“Seneca, Illinois, September 7.
“Sir: Thomas Hastings,
“I have already warned you that you have annoyed me sufficiently, and that I should pay no further attention to your letters. Yet you persist in writing to me and demanding money. On what grounds? You claim to be acquainted with a secret now many years old, and threaten to divulge it unless I will send you money. What you have to tell is of no value whatever. The man to whom you want to reveal it is dead, and his son is dead also. There is absolutely no one who takes any interest in your threatened revelation. When I think of the sums of money which I have sent you in the aggregate I am provoked with myself for my weakness. You ought to be in comfortable circumstances, but you write me that you are destitute and that your wife and child are on the verge of starvation. Well, this is not my fault. It is largely the result of your inordinate love of drink. A man like you ought never to have married. You can’t take care of yourself, much less can you care for a family.
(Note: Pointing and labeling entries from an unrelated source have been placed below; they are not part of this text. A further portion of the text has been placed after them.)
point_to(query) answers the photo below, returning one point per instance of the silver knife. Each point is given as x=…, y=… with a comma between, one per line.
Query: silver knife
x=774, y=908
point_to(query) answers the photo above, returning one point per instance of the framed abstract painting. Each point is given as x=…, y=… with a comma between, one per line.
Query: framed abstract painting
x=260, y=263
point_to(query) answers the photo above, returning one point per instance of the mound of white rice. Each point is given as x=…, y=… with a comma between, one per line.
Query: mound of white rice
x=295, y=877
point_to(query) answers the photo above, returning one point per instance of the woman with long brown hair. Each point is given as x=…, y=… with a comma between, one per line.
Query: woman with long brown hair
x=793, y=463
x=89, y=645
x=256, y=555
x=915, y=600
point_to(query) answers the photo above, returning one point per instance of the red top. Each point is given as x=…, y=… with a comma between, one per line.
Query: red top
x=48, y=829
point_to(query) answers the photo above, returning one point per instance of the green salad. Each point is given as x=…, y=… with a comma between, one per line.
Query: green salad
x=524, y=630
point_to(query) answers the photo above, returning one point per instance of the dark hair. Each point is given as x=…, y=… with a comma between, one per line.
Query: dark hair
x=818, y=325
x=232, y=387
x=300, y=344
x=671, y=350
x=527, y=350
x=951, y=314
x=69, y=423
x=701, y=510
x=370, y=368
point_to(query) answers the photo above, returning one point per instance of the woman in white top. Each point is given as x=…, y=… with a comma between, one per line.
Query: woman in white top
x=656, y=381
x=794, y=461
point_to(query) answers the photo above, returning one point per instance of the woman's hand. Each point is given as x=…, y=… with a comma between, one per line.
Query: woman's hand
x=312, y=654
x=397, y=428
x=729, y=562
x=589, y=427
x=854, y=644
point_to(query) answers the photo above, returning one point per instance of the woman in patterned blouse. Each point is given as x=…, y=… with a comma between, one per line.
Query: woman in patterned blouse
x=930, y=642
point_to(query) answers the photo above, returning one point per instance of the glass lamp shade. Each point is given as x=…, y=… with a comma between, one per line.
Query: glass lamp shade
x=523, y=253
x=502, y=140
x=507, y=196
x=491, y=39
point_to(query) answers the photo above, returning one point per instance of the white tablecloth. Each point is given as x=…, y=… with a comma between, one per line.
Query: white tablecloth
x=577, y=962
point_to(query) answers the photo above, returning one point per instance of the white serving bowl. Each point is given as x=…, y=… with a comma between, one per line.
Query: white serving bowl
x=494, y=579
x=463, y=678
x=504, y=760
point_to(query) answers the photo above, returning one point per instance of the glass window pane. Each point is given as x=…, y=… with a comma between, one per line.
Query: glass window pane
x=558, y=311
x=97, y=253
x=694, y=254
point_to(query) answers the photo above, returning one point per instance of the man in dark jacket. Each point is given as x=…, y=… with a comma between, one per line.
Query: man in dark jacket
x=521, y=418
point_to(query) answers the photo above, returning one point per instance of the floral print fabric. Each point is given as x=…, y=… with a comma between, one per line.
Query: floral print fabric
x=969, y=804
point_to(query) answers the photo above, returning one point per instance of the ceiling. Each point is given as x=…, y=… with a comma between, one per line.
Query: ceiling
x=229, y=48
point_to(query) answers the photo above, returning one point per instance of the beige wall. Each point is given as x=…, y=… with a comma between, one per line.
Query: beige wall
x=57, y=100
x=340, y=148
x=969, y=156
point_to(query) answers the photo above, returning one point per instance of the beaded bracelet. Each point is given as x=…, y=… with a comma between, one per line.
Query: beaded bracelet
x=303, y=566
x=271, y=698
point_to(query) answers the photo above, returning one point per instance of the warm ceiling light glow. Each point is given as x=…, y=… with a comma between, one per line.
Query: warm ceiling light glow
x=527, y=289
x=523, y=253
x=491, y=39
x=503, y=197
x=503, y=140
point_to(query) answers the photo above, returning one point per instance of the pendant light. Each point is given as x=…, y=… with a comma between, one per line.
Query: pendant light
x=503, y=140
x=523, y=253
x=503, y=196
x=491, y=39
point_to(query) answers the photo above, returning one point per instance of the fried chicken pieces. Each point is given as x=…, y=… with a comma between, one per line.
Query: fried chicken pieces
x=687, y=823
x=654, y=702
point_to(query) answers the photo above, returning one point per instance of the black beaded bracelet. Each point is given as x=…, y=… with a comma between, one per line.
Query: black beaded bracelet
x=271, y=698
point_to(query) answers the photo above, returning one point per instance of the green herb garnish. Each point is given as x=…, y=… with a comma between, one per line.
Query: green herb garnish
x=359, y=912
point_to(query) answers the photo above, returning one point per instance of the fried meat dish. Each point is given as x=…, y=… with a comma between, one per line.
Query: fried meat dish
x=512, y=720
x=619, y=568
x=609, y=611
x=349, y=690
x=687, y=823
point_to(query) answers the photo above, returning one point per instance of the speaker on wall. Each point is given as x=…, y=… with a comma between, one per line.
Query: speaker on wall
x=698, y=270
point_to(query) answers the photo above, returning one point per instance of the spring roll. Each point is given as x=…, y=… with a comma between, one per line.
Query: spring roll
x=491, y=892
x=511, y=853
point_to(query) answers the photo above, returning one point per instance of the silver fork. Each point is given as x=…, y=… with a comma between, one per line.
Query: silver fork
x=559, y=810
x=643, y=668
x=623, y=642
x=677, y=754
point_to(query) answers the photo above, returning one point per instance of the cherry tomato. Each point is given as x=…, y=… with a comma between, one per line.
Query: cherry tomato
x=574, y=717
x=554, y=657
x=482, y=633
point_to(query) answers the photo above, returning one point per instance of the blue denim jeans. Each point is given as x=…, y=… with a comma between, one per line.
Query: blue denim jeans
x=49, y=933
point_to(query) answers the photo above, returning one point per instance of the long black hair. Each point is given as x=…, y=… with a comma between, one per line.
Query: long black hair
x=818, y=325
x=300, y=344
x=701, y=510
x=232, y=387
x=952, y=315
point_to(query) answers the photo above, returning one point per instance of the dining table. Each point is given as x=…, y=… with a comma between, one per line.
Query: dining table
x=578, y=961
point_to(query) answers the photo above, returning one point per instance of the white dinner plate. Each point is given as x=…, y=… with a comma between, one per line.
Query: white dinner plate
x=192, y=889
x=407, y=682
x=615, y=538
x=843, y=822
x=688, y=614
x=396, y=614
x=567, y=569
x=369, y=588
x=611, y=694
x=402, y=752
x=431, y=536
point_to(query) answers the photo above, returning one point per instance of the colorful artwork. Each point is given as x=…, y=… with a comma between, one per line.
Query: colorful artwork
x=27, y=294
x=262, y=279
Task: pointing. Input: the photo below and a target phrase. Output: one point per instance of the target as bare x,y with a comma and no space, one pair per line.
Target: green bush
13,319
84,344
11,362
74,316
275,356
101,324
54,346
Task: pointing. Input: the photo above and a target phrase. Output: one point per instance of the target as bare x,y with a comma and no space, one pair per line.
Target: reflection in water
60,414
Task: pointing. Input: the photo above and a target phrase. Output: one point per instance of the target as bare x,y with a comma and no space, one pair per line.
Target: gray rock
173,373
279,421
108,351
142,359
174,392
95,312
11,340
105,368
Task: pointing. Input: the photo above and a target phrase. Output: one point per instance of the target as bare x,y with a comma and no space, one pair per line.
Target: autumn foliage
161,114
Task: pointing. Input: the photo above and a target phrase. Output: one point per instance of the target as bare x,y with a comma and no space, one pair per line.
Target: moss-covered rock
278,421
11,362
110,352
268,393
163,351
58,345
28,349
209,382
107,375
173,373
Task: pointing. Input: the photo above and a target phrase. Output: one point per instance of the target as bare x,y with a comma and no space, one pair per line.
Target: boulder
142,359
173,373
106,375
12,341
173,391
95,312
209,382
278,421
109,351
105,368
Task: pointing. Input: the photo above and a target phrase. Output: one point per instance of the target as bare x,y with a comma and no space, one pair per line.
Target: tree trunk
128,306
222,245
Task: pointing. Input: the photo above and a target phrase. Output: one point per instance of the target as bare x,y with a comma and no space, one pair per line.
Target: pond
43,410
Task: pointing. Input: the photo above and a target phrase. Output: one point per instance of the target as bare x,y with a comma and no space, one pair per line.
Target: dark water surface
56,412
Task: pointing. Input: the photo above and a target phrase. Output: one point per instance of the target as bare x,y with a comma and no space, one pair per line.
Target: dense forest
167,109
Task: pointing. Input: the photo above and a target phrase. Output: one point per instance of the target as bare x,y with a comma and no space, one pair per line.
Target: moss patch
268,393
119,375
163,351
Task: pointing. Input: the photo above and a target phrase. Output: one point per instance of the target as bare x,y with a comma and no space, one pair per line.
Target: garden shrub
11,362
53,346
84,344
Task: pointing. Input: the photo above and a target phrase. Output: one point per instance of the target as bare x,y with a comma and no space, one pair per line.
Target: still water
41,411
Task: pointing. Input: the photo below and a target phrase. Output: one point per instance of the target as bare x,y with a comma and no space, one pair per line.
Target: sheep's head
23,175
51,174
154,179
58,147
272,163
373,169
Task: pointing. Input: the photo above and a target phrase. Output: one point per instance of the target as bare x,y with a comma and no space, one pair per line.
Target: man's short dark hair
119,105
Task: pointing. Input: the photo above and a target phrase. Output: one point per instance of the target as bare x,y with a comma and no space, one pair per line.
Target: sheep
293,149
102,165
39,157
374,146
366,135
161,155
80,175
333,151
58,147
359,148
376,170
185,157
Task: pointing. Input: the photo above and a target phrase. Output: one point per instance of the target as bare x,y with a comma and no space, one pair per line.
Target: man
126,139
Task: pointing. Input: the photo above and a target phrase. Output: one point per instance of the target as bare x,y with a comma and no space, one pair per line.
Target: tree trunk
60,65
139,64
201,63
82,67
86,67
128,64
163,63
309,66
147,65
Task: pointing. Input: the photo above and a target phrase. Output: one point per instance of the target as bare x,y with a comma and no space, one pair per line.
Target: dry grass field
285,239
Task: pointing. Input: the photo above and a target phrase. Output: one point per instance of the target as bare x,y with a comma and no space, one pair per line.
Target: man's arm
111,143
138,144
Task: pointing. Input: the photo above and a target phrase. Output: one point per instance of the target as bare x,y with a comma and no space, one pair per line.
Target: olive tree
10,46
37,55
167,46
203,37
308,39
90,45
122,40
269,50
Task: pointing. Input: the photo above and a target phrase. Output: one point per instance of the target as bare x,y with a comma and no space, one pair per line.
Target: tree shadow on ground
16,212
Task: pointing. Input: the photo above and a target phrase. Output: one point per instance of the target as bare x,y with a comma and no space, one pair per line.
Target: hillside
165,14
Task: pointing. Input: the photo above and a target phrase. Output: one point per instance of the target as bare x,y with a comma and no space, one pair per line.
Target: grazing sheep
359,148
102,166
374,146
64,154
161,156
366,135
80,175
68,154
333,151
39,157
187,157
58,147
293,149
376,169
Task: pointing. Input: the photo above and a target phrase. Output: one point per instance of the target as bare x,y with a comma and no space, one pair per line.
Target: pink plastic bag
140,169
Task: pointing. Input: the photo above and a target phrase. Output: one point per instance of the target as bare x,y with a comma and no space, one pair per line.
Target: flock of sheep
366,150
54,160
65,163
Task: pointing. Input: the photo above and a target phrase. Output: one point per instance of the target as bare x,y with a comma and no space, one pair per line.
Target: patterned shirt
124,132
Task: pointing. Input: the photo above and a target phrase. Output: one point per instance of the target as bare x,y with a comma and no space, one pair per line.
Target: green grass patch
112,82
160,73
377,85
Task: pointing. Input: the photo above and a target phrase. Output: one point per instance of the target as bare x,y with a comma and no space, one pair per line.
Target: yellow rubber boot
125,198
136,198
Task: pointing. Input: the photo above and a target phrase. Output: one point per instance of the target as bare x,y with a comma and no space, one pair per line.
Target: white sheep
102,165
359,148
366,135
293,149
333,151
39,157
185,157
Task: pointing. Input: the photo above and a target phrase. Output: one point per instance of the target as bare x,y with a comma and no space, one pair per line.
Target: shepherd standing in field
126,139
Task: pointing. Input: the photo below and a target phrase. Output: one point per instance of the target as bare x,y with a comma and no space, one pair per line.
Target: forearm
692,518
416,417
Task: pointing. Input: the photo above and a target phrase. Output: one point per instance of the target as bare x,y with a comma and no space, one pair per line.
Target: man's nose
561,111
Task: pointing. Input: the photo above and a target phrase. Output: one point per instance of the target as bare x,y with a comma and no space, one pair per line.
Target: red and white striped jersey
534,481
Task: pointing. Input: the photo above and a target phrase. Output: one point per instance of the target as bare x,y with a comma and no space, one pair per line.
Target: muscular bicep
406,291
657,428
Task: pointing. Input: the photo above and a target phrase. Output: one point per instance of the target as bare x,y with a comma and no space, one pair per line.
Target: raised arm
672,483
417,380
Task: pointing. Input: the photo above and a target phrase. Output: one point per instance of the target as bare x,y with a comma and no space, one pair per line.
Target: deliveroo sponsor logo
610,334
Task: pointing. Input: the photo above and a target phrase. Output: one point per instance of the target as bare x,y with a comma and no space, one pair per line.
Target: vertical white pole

“I have wasted more words upon you than I intended. As, however, this is the last letter I ever expect to write you, I determined to make myself understood. Let me repeat, then, you have nothing to expect from me. You have exhausted my patience, and I have no more money to send you. If you can’t support yourself in any other way, go out and work by the day, and let your wife take in washing. It is an honest business, and will help to keep the wolf from the door. In any event, don’t write again to me.
“Bradley Wentworth.”
Gerald read this letter in ill-suppressed excitement. He could not misunderstand these words, referring to the secret of which this man had knowledge. “The man to whom you want to reveal it is dead, and his son is dead also.” He, the son, was not dead, but it suited Bradley Wentworth to represent that he was. What could this secret be? It must, he felt, relate to the “debt of honor,” and to the forgery which Wentworth had succeeded in laying upon the shoulders of his friend and associate.
Hastings must possess some information of great value, or Bradley Wentworth would not have sent the sums of money referred to in the letter. Clearly it was for Gerald’s interest to see Thomas Hastings, and learn what he could. He was quite in the dark as to the nature of his information, but it was unquestionably of importance. It seemed as if Providence had directed his steps to this out-of-the-way town in Minnesota, and he resolved to take advantage of his visit.
He sauntered up to the desk and in a voice of affected unconcern inquired, “Can you tell me where the man Hastings lives?”
“Are you interested in him?” asked the clerk, smilingly.
“Yes, somewhat. He looked so sad and woebegone. I might perhaps help him to a position if I could have a conversation with him and judge of his abilities.”